= Judah ben Solomon ha-Kohen =

Spanish Jewish philosopher (c. 1215–c. 1274)

Judah ben Solomon ha-Kohen (ibn Matkah (Note: Judah ben Solomon ha-Kohen is listed in some books by the name ben Matkah or Ibn Matkah. The name is only found in one manuscript of the Midrash ha-Ḥokmah, dating to the 16th century, although it was also used by Joseph ben David ha-Yevani in the 13th century. and by the anonymous 14th-century author of MS Mich. Add. 21 f. 10r (Sachs, Senior (1850). Ha-Palit (in Hebrew) pp. 51-52). Senior Sachs supposes that it may be a nickname for a grandfather named "Moses" (Ibid.), but Yitzhak Baer connects it to a toponym "Mosca" near Toledo. Judah Halevi quotes the poet Abu Omar bin Matka, Maimonides writes of "the old man Ibn Matka", and Yhuda ben Mosca el minor lived in 13th-century Toledo. Baer, Fritz (1936). Die Juden im christlichen Spanien (in German). pp. 58-60.)) (יְהוּדָה בְּן שְׁלֹמֹה הכֹּהֵן (אִבְּן מתקה); c. 1215–c. 1274) was a thirteenth-century Spanish Jewish philosopher, astronomer, and mathematician. He was the author of the Midrash ha-Ḥokmah, considered the first of the great Hebrew encyclopedias, and notable for its in-depth treatment both of the exact sciences and of biblical and rabbinic texts.

Judah ben Solomon was born and educated in Toledo. We know that his maternal grandfather's name was Ziza ibn Shushan. He was a pupil of Meir Abulafia, who induced him to study philosophy and Jewish mysticism.

At the age of eighteen he entered into correspondence with the philosophers at the court of Emperor Frederick II. The emperor himself consulted him about scientific matters, and his answers proved so satisfactory that he was invited in 1247 to settle in Tuscany, where he had free access to the imperial court. There he translated into Hebrew his major work, an encyclopedia entitled Midrash ha-Ḥokmah, which he had originally written in Arabic.

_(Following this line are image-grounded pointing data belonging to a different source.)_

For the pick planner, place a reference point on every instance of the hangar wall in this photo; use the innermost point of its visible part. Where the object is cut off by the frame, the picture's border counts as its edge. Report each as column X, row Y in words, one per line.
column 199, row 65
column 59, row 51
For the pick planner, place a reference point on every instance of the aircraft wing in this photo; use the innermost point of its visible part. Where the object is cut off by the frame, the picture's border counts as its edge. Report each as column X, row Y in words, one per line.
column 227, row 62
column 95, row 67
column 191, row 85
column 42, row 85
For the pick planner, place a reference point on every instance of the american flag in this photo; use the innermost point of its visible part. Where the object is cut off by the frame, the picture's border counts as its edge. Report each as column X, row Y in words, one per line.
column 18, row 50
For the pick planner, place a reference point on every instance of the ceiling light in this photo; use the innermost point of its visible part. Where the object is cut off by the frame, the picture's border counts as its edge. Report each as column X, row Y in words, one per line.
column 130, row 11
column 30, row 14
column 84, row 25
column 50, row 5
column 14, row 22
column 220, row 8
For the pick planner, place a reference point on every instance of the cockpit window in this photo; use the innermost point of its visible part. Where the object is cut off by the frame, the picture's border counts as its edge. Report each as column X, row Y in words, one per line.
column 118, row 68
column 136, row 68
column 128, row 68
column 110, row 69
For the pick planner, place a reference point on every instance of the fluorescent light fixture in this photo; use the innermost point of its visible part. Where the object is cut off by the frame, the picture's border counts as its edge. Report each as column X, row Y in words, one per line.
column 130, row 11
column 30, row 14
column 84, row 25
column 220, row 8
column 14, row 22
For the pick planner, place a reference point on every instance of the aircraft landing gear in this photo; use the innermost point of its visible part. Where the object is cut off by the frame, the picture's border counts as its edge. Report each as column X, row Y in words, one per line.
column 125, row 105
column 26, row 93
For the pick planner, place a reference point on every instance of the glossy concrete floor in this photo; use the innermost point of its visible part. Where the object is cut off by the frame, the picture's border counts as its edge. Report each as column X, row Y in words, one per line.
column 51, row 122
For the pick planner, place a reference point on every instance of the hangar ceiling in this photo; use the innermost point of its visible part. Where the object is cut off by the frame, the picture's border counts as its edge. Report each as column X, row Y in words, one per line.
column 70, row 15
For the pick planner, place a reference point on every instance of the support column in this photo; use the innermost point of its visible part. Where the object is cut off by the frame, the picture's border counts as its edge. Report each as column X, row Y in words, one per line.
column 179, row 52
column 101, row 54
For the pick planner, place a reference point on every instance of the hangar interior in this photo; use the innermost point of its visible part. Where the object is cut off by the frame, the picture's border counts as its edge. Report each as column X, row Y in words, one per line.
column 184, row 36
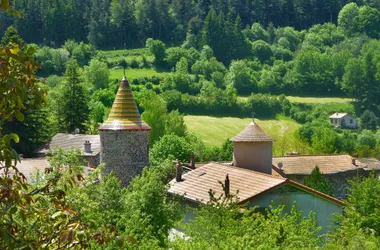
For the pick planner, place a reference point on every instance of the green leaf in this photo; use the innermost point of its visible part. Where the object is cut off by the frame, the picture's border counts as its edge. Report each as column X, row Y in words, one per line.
column 15, row 137
column 55, row 215
column 5, row 4
column 19, row 115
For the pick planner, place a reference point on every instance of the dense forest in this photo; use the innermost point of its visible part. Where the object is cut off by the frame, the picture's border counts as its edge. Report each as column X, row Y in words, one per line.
column 120, row 24
column 234, row 58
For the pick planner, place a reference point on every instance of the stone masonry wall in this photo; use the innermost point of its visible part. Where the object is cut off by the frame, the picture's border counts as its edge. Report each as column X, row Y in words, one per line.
column 125, row 153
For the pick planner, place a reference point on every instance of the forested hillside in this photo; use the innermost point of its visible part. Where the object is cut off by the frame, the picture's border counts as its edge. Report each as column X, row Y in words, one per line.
column 109, row 24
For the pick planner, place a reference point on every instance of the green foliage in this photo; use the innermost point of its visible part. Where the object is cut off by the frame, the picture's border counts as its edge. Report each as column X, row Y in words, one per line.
column 97, row 74
column 11, row 36
column 19, row 67
column 348, row 19
column 158, row 49
column 74, row 105
column 359, row 226
column 156, row 114
column 262, row 51
column 368, row 120
column 241, row 78
column 367, row 138
column 148, row 214
column 221, row 218
column 319, row 182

Midrash ha-Ḥokmah is divided into two parts. The first provides a survey of Aristotelian logic, physics, and metaphysics, and contains, besides, a treatise on certain passages in Genesis, Psalms, and Proverbs. The second part is devoted to mathematics, and contains, also, two treatises: the first, a mystical one on the letters of the alphabet; the other, a collection of Biblical passages to be interpreted philosophically. It also includes adaptation of Ptolemy's Almagest, which he arranged in eight chapters, and of his Quadripartitum under the Hebrew title Mishpeṭe ha-Kokabim, a treatise on astrology, and an adaptation of Al-Bitruji's astronomy, under the title Miklal Yofi. While he appreciates the writing of Averroes on Aristotelianism, he is not an Averroist.